Hi, I use a 4800 for colour printing, but one of the slots in ink bay has stopped recognising the cartridges, tried many cartridges and replaced the sensor, but no joy :frowning:

Picked up a 7800 which was supposed to have just black channel out, when I tried doing some cleaning routines and a nozzle check/purge file print I was getting yellow in most channels?

I installed new dampers, cleaned up the head and tried again. This time I was getting nothing on test prints even after a power clean.

I decided to take the print head from the 4800 which was printing ok prior to ink bay issue and install it in the 7800 as they are the same print head.
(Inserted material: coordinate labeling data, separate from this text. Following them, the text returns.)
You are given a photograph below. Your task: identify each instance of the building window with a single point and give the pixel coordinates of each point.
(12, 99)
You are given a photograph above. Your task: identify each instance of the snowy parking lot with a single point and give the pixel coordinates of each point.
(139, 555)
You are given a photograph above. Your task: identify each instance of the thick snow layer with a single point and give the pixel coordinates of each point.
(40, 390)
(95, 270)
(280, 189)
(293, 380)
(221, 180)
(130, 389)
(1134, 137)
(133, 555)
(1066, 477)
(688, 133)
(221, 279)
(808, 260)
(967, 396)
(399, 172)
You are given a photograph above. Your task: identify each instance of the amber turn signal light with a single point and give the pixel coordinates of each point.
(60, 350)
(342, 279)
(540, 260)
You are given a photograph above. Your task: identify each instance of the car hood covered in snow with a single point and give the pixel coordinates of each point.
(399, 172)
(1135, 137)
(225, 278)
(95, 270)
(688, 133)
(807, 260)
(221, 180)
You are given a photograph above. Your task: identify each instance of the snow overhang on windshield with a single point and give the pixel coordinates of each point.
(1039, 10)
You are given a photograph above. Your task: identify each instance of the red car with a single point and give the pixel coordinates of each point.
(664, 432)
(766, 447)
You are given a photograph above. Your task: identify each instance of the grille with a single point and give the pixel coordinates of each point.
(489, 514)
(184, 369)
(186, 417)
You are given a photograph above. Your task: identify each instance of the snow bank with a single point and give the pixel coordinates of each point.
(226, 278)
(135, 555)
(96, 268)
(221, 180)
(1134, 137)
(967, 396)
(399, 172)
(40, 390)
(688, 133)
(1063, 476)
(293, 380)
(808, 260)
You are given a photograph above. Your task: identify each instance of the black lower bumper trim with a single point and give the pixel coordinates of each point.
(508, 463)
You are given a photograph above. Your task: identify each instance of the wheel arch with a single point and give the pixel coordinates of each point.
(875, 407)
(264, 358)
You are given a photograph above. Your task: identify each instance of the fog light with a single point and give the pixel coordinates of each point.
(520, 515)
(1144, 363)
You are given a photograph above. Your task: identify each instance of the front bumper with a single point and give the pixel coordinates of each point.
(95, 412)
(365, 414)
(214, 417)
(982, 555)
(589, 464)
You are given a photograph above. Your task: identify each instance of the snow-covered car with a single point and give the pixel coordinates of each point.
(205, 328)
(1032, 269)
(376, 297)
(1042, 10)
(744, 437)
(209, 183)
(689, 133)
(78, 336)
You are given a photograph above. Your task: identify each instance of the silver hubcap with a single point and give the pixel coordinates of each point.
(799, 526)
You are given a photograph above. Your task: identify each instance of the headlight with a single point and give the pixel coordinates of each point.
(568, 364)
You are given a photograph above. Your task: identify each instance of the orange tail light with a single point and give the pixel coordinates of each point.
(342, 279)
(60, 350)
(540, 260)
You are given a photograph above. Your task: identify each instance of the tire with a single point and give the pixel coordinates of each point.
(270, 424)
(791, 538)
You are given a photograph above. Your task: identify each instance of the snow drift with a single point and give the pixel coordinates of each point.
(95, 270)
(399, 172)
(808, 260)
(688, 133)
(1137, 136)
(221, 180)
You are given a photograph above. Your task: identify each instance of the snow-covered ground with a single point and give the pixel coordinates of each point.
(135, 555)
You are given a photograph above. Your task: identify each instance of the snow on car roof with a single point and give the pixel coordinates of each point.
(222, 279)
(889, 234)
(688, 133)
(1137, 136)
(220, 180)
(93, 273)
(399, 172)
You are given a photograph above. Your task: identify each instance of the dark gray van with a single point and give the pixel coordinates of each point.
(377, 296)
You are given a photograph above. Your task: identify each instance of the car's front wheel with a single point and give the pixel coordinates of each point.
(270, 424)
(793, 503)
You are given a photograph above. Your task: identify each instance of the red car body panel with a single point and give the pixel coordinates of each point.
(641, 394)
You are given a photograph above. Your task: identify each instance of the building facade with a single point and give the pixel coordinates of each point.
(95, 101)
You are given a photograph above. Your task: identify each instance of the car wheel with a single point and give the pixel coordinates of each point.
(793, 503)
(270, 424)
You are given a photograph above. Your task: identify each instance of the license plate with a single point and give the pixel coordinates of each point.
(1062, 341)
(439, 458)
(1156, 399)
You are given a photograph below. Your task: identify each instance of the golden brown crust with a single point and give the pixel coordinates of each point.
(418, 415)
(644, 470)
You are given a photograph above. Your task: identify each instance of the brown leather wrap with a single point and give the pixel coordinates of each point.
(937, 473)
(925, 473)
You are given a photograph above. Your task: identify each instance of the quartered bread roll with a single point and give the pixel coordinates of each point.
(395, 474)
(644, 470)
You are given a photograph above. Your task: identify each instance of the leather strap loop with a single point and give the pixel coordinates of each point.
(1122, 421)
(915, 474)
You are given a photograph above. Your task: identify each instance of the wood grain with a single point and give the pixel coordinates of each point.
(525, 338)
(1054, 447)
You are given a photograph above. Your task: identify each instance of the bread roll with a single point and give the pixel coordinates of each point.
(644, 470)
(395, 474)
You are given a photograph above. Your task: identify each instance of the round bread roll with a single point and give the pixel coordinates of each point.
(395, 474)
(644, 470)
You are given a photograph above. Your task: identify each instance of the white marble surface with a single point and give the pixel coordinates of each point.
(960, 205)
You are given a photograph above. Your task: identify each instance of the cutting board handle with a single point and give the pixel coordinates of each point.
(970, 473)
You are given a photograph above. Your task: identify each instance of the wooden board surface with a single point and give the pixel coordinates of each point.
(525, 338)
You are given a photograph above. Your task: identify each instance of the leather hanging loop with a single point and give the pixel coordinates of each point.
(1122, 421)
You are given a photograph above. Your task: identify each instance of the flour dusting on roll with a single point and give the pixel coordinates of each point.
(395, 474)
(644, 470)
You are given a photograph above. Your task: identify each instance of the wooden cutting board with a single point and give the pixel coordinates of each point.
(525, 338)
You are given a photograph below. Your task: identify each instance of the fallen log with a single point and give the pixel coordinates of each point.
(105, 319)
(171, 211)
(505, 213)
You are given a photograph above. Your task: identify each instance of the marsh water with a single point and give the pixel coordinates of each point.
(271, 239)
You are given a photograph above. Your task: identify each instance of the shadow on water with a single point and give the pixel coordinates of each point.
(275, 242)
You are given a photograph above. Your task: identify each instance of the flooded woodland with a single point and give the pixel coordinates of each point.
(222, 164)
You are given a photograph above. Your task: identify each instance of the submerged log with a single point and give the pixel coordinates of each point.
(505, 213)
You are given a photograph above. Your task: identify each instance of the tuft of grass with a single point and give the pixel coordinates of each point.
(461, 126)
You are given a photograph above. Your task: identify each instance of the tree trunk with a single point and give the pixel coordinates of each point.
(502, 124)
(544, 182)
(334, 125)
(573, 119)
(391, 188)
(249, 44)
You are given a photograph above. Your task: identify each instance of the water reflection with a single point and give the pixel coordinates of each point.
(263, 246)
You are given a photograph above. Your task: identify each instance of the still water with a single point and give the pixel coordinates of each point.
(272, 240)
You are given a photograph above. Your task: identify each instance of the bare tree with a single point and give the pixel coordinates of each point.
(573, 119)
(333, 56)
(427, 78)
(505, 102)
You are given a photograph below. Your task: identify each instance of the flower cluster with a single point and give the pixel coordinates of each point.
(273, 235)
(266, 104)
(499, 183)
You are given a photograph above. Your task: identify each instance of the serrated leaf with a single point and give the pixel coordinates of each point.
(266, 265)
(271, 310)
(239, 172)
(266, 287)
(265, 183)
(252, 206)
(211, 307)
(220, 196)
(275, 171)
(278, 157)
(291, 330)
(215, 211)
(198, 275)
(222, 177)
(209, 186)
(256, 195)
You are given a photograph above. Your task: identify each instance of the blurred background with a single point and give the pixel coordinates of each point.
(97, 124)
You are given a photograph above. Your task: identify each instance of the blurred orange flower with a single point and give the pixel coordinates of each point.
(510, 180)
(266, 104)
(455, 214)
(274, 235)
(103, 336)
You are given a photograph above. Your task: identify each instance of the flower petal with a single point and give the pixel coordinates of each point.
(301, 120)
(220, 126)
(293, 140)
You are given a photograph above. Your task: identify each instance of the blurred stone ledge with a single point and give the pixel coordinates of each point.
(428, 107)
Did a super sonic clean and am getting some odd patterns on test prints?

The prints are bad with lots of banding, but what is strange is that the channels do not seem to be printing the correct colours?

I am beginning to suspect there may be another issue causing this?

Any suggestions?

Thanks

You can view photos of test prints here

It look’s to me like your dampers are cross-contaminating.

  1. re-seat your dampers and re-seat the ink lines into the dampers (don’t thread the lock screws too hard).
  2. Do a power cleaning (not SSCL).

best,
Walker

Apologies responding, first off I have already tried your suggestion without success, one thing I will note is that the printer does not make the same noise when printing as another 7800 I have recovered from non printing channels by cleaning and changing dampers.

The working one has smoother less harsh sound than the non working which is subject of this thread!

Though this all may be a mute point as tree crashed on the garage where i have this printer, it destroyed the roof sending dust and debris into garage, I have printer covered but it is covered in dust and bits tile and insulation.

Not sure it will now be worth going ahead and fixing it, may just break it for usable parts.

thanks

I suggest using it for parts.

The other possibility with this cross contamination is that the pressure pump is also un-even. Sound differences point to that.